España

El otro miembro del PP que terminó en el Grupo Mixto tras el rechazo de su partido

Pedro Ramón Gómez de la Serna, exdiputado en el Congreso, mantuvo su acta como independiente después de que los populares renunciasen a inscribirlo en su Grupo Parlamentario

El exdiputado Gómez de la Serna, fuera del Grupo Parlamentario Popular, en una sesión de la XI Legislatura
El exdiputado Gómez de la Serna, fuera del Grupo Parlamentario Popular, en una sesión de la XI Legislatura - EFE
JUAN CASILLAS BAYO - @jcasillas_bayo Madrid - Actualizado: Guardado en:

Rita Barberámantendrá su acta de senadora pese a desvincularse del Partido Popular por la presión que ha recibido desde que el Tribunal Supremo abriese causa contra ella por presunto blanqueo de capitales. El líder de Ciudadanos, Albert Rivera, ya manifestó antes de firmar el pacto anticorrupción con Mariano Rajoy que la exalcaldesa de Valencia, en caso de ser finalmente imputada, tendría que dimitir «inmediatamente».

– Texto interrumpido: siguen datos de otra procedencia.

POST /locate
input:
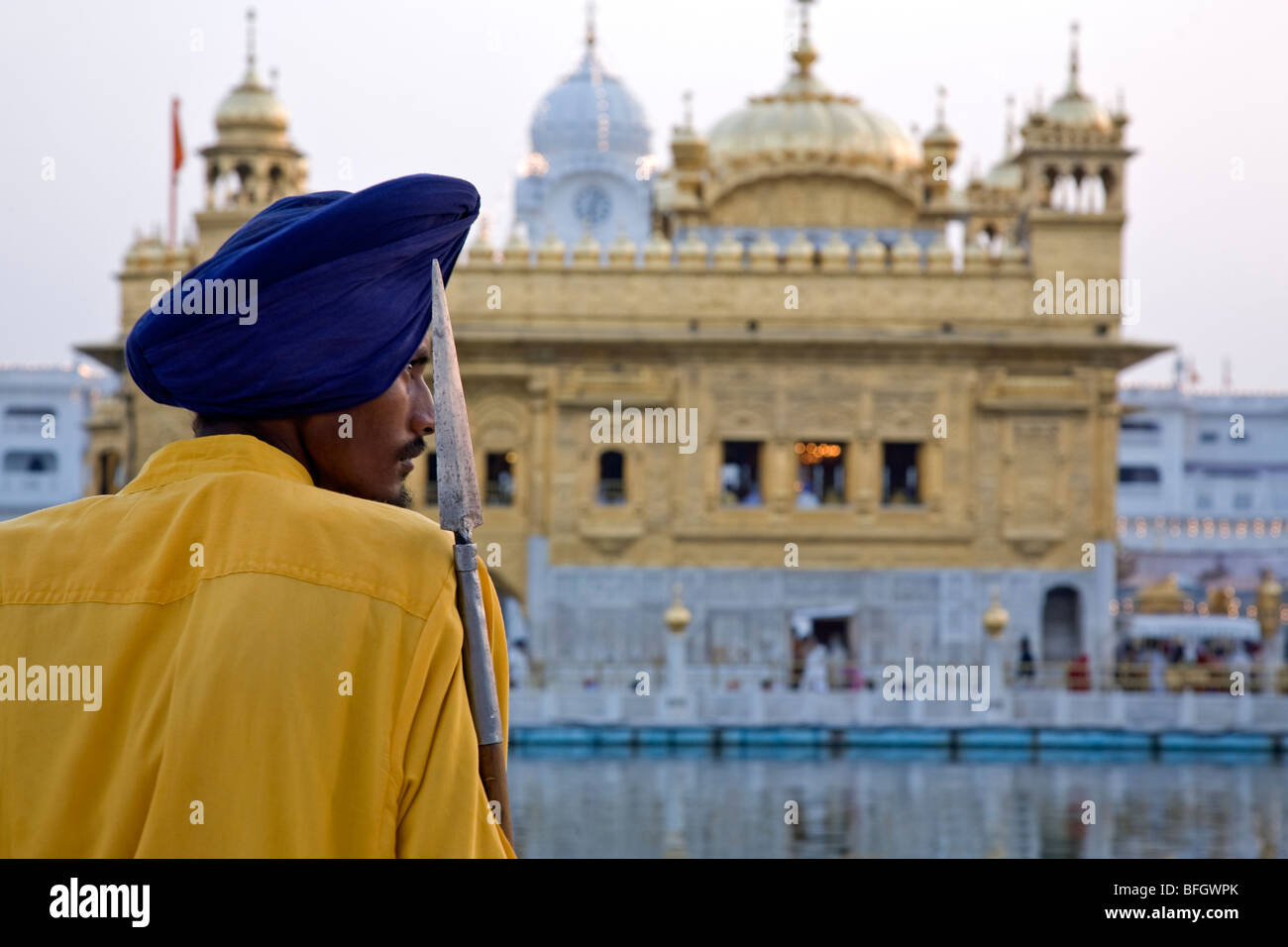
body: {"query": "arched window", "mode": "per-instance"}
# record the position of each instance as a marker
(612, 478)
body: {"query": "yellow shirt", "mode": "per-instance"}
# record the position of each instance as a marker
(279, 672)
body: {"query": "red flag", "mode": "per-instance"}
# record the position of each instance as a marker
(176, 147)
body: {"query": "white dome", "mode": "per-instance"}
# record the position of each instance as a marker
(590, 111)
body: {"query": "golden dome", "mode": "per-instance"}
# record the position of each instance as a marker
(252, 105)
(805, 120)
(1074, 110)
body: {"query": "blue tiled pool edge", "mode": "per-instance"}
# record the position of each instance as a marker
(820, 736)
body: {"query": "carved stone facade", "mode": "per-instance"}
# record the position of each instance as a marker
(798, 290)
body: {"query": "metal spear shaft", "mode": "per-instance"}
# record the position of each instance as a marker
(460, 512)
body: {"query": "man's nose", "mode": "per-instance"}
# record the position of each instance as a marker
(424, 419)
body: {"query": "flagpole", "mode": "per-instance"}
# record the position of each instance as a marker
(175, 159)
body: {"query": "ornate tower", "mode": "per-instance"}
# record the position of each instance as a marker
(590, 163)
(250, 165)
(1073, 165)
(252, 162)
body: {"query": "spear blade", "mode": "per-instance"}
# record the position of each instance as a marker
(459, 506)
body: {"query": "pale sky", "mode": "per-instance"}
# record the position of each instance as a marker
(450, 88)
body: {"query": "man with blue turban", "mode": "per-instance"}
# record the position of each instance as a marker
(253, 650)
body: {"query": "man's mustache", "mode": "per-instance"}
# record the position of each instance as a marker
(412, 450)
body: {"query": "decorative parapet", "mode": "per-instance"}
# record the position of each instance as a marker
(905, 253)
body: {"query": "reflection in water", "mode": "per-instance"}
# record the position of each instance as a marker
(572, 802)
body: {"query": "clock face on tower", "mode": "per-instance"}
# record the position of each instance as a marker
(592, 205)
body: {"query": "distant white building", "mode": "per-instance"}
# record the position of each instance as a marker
(590, 163)
(43, 437)
(1203, 486)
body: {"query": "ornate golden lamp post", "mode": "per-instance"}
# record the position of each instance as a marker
(995, 624)
(1269, 599)
(677, 618)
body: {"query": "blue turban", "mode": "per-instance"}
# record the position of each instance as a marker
(338, 305)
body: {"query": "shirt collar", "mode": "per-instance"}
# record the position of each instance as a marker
(215, 454)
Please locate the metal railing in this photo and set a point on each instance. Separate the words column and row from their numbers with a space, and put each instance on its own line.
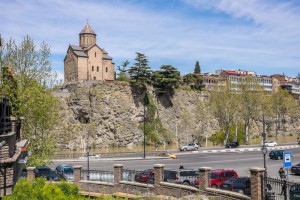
column 98, row 175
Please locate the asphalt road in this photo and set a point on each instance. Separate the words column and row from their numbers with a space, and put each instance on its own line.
column 239, row 161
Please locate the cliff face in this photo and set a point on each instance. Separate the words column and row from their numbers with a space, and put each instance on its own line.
column 109, row 114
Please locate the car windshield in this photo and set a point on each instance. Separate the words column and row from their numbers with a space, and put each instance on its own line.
column 213, row 176
column 44, row 170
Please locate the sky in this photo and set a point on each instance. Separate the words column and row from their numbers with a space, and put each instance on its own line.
column 254, row 35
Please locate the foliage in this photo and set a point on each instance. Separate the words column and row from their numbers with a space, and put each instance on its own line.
column 197, row 69
column 140, row 71
column 40, row 190
column 27, row 88
column 218, row 137
column 168, row 78
column 192, row 79
column 123, row 76
column 154, row 129
column 223, row 105
column 282, row 104
column 249, row 100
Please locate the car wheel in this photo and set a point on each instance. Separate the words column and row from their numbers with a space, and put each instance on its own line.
column 240, row 191
column 185, row 183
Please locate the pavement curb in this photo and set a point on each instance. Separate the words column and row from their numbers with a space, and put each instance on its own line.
column 249, row 149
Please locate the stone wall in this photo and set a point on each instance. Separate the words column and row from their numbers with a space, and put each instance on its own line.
column 112, row 114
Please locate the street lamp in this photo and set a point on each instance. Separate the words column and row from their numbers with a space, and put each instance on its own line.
column 88, row 156
column 264, row 151
column 145, row 113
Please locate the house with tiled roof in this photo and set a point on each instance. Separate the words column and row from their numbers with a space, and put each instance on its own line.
column 87, row 61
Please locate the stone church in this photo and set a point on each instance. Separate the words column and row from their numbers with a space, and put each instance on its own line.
column 87, row 61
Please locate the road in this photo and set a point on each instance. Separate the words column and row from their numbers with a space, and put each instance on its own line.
column 240, row 161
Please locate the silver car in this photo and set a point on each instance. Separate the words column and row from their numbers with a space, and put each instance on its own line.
column 189, row 147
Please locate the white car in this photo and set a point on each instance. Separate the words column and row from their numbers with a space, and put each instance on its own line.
column 269, row 144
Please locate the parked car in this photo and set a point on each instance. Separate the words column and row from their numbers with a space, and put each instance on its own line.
column 189, row 147
column 241, row 185
column 181, row 176
column 296, row 169
column 146, row 176
column 269, row 144
column 65, row 171
column 295, row 192
column 217, row 177
column 232, row 145
column 276, row 154
column 47, row 173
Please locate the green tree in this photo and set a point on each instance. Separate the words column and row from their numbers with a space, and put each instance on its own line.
column 122, row 76
column 249, row 100
column 282, row 105
column 192, row 80
column 29, row 93
column 140, row 71
column 197, row 69
column 168, row 78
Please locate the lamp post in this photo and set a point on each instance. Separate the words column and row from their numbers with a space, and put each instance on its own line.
column 145, row 112
column 88, row 156
column 264, row 151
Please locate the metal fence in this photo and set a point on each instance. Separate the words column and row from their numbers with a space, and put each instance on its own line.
column 279, row 189
column 129, row 174
column 97, row 175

Con su decisión, que explicó en un comunicado, Barberá se desvincula del PP, pero continuará con su aforamiento en el Senado como independiente.

Los diputados y senadores son señorías nominativas y no pueden ser cesados

No es la primera vez que sucede algo parecido. Y es que en la anterior legislatura, el Partido Popular vio cómo uno de sus miembros conservaba su acta como diputado en el Congreso a pesar de ser apartado de la formación popular. El PP perdió un escaño que fue a parar al Grupo Mixto, como sucede ahora con el asiento que ocupará Barberá en el Senado.

Gómez de la Serna, el precedente

El diputado en cuestión no fue otro que Pedro Ramón Gómez de la Serna. Después de que se le presionase para forzar su dimisión, éste no dio su brazo a torcer y se fue directo al Grupo Mixto al aconsejar el Comité de Derechos y Garantías del PP la no adscripción del diputado en el Grupo Parlamentario Popular.

De la Serna estaba acusado de cobrar comisiones millonarias por facilitar contratos a empresas españolas en el exterior, sin embargo, la condición de señoría es nominativa —por lo que los populares no podían designar un sustituto— y no permite ser cesado por nadie —sólo por uno mismo presentando la renuncia al cargo—.

A Gómez de la Serna le duró poco la estrategia, dado que, tras la imposibilidad de constituir un Ejecutivo, se disolvieron las Cortes y el exdiputado no se presentó a las elecciones del 26 de junio.

Ahora, Barberá repite la jugada de De la Serna y, en principio, seguirá como senadora hasta el término de la presente legislatura, cuya duración variará en función de si consigue algún candidato los apoyos suficientes en la Cámara Baja antes del 31 de octubre para formar Gobierno.